McCoy books place in history

There can have been few more popular winning jockeys than Tony McCoy in the history of the Grand National.

The 35-year-old Ulsterman today won the great steeplechase at the 15th attempt on Don't Push It, enabling him at last to fill in the one missing line in his cv.  He had won the Cheltenham Gold Cup, the King George VI Chase, The Queen Mother Champion Chase, the Champion Hurdle and the Irish National in a career amassing more than 3,000 winners.

The most successful jumps rider of all time, he has been champion National Hunt jockey 14 times, setting the record for the number of winning rides in a single jumps season at 253 in 1997-98 before breaking Sir Gordon Richards' record of 269 in a season for all types of racing when he rode 289 winners in the 2001-02 campaign.
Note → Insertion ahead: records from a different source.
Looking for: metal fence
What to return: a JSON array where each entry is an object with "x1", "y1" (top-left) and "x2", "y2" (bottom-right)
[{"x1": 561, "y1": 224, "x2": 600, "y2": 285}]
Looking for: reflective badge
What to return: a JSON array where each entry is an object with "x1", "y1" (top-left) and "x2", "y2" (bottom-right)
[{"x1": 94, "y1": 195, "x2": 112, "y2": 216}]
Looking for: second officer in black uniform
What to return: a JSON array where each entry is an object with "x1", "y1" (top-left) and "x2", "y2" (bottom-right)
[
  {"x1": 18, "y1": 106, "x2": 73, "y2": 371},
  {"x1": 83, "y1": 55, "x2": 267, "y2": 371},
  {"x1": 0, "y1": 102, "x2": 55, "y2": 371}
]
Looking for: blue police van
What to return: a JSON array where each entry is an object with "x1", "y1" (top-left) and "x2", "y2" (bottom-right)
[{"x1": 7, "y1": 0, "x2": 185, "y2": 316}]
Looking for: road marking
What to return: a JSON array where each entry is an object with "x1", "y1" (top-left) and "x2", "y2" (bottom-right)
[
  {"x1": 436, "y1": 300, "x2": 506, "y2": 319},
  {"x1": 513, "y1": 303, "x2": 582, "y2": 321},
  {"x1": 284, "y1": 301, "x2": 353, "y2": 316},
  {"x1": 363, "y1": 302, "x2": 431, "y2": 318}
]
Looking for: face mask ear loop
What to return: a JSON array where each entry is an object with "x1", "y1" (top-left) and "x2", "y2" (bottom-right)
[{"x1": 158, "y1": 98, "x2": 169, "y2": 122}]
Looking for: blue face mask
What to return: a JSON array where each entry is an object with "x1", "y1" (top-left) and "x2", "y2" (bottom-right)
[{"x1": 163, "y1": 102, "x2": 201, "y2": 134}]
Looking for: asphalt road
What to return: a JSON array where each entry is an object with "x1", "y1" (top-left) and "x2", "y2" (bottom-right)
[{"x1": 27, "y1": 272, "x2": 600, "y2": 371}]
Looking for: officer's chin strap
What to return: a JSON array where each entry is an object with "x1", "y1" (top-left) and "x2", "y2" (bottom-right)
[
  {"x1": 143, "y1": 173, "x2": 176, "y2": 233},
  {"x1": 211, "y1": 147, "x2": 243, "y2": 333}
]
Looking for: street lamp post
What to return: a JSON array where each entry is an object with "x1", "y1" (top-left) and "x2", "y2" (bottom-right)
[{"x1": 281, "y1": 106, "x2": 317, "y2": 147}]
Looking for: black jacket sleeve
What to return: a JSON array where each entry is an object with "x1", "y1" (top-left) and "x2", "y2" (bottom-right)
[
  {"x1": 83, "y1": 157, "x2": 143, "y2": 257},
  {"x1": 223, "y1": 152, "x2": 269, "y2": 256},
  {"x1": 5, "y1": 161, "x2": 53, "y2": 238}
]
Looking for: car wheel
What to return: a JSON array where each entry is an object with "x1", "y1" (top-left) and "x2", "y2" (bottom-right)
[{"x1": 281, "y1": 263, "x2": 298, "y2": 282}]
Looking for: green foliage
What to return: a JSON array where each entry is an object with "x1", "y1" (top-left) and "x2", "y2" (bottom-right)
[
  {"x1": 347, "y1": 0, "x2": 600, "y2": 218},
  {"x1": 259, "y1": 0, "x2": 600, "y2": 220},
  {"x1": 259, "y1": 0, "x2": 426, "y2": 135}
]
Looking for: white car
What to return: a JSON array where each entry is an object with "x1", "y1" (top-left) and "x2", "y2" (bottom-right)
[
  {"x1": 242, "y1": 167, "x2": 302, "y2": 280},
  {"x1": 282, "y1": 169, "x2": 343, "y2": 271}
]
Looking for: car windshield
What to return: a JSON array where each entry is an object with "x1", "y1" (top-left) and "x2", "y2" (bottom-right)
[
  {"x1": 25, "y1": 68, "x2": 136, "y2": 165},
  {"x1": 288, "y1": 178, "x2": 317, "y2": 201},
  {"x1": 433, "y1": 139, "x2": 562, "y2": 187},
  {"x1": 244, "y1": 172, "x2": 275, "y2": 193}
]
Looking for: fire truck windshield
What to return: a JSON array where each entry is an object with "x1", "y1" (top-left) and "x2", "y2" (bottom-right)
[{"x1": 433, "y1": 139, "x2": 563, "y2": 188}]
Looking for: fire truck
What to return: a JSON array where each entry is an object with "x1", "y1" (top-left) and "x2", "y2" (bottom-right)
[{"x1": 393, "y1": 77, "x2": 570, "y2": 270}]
Yet he had never finished better than third in the Aintree classic until Don't Push It's victory by five lengths from Black Apalachi this afternoon.

The result also ended owner JP McManus's quest to win the National.  His familiar green and gold hoops had been carried round the gruelling course by 33 horses before he was finally able to cheer one of them home first.

McCoy revealed that it was not confirmed that he would ride the Jonjo O'Neill-trained Don't Push It ahead of stable companion Can't Buy Time until Thursday.

He wept after crossing the line as rival jockeys offered their congratulations, the victory confirming McCoy as the greatest jump jockey of all time.

It demands a revision of his life story, McCoy: The Autobiography, written in collaboration with racing journalist Steve Taylor and published in 2002.

Not everyone knows... that Tony McCoy was only 17 when he rode his first winner, Legal Steps, at Thurles in 1992; that, at 5ft 10ins tall, his frequent riding weight of 10 stone is around a stone and a half below his natural weight; that he is a close friend of rival jockey Ruby Walsh, who often visits his family home in Lambourn, Berkshire.